Why food sticks to stainless steel pans and how to stop it
|Mar 11, 2020||2|
Stainless steel pans are one of the most common choices for general purpose pans in professional kitchens and by home cooks. The main reason? They’re extremely durable! Whereas a non-stick material can be chipped or scratched (potentially unhealthy), stainless steel can take the beating and still remain the same. In pro kitchens, they’re heated and cooled dozens of times a day without any damage.
But with all their advantages, there’s one major downside. They’re sticky! Now before reaching for your non-stick pan, here’s why they act this way and how to stop it.
Although stainless steel pans look smooth, if you were to look at the surface through a microscope, you’d actually see a pretty rough surface. Food placed on a hot stainless steel pan sticks because of chemical bonds that form between them.
“When meat cooks, the proteins on the surface of the meat denature because of the heat. This means that many of the secondary bonds that give the proteins their shape are broken.
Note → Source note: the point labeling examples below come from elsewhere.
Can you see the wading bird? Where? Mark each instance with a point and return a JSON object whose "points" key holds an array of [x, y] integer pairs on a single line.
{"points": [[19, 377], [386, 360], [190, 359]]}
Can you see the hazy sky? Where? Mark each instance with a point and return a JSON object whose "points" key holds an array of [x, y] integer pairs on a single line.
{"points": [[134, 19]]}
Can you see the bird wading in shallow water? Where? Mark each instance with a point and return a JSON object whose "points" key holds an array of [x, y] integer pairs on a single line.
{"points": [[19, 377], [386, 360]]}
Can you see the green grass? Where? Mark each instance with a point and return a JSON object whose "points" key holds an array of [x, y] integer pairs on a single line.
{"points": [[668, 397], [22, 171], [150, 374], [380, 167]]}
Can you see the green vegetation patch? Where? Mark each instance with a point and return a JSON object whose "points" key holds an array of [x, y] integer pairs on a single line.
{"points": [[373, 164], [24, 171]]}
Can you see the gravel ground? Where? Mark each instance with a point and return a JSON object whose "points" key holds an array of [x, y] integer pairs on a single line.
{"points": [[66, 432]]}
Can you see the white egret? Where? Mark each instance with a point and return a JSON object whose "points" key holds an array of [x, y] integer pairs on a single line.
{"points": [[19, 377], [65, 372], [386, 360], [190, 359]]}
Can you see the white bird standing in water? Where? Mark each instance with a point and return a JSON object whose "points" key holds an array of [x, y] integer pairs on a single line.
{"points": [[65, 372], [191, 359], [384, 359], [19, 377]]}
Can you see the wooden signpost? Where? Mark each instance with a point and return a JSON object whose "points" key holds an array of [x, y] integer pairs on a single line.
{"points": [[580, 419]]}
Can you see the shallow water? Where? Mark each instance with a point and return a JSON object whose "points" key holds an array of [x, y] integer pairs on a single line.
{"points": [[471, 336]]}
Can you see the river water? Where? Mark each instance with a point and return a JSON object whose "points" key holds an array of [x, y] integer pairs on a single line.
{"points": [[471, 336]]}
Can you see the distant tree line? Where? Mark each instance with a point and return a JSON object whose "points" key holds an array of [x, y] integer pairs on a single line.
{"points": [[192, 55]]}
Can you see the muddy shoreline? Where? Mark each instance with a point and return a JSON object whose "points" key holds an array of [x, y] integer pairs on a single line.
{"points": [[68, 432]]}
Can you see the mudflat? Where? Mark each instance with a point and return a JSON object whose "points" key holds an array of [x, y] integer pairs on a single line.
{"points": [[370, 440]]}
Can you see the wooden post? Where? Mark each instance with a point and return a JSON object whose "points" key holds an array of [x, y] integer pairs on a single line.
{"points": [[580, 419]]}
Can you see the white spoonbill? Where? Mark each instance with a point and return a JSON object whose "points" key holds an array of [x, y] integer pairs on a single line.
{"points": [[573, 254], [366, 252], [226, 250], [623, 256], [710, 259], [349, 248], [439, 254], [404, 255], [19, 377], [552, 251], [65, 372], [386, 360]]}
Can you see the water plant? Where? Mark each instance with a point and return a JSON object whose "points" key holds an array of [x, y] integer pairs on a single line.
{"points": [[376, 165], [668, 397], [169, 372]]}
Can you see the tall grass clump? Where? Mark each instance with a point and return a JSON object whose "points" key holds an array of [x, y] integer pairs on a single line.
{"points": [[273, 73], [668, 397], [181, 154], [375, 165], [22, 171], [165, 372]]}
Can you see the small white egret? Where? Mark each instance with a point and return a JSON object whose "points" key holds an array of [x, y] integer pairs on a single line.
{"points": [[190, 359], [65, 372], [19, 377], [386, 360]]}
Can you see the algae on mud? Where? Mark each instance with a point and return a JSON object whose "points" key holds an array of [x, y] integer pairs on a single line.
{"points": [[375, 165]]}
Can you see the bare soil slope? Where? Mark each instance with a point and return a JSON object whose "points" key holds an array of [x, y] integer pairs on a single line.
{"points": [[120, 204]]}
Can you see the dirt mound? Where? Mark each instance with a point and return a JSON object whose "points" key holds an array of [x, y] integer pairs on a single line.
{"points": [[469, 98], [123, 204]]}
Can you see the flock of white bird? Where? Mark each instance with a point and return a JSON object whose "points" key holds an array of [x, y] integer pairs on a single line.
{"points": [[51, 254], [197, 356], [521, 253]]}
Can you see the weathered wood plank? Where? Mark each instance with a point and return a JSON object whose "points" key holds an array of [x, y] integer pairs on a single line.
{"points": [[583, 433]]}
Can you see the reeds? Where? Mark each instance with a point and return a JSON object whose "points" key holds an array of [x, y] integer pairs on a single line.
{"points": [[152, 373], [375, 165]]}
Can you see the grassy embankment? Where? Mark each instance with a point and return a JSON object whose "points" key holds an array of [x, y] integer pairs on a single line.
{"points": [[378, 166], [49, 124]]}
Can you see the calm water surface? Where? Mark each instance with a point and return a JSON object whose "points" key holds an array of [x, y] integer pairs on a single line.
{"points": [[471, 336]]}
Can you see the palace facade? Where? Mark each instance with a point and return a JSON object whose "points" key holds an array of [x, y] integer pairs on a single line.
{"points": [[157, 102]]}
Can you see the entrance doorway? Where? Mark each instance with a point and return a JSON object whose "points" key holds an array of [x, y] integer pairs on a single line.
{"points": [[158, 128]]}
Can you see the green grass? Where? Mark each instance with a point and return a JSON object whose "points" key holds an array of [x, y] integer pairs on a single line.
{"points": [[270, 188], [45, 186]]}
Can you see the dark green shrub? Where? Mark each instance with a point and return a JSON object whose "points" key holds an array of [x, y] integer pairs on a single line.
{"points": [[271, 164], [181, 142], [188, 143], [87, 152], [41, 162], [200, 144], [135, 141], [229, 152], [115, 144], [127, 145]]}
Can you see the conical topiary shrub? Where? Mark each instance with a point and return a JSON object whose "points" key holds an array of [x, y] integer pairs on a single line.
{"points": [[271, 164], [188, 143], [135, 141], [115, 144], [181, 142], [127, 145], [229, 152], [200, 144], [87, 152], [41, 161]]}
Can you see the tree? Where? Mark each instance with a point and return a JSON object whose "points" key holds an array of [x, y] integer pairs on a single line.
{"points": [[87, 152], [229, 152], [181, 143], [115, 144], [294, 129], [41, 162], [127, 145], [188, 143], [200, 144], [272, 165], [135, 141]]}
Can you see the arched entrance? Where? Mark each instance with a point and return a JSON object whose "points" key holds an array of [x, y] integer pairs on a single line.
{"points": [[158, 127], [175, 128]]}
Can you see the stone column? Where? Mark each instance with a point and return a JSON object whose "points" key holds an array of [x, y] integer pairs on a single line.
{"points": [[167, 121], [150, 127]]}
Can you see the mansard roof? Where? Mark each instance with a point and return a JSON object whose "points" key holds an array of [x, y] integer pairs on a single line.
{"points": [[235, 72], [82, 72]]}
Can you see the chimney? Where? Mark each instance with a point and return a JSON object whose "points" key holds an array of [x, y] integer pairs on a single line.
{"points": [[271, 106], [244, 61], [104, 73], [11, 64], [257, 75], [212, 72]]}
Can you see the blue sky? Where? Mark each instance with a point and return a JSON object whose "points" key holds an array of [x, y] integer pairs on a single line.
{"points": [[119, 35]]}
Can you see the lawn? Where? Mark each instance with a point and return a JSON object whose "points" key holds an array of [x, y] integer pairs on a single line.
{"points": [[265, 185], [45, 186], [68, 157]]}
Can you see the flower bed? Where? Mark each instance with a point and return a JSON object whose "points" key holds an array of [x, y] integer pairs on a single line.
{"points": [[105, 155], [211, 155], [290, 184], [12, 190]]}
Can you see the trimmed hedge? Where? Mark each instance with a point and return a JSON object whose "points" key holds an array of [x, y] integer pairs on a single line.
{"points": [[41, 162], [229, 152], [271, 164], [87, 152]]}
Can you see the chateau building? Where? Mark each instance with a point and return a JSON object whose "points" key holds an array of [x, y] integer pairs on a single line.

The protein molecules want to reform those interactions to return to their most thermodynamically stable state….Meat sticking to the bottom of the pan is caused by the interactions between proteins on the surface of the meat binding with the molecules on the surface of the pan.”
Here’s how to get your stainless steel pan to not stick to food:
Get your pan hot. You can check if it’s ready for oil by sprinkling some water on it (PLEASE don’t do this if there’s oil in the pan). When it's at a good hot cooking temperature, the water will bead up like mercury. This is called the leidenfrost effect in which a thin layer of steam forms underneath the drop and allows it to float.
Add enough fat to coat the pan. Most advice says you should add oil to a hot pan rather than heat up the oil from the start in a cold pan. If your pan is at the right temperature, your oil should ‘shimmer’. Hot oil is less viscous (spreads more easily), which means you can use less of it to coat the microscopic peaks and valleys of the surface of your pan. And since oil heats faster than metal, you’re also much less likely to overheat the oil.
Wait for the food to release. It should form a crust. Once it does, it will be easy to flip or move around. And the bits that still get stuck to the pan? They’re called the fond and they’re perfect for making delicious sauces.
There are a couple foods that everyone agrees should be cooked in non-stick: eggs and fish.
By the way, stainless steel on its own isn’t actually a very good conductor of heat, so if you’re in the market for a new stainless steel pan, you’ll want one that is three layers: stainless-aluminum-stainless.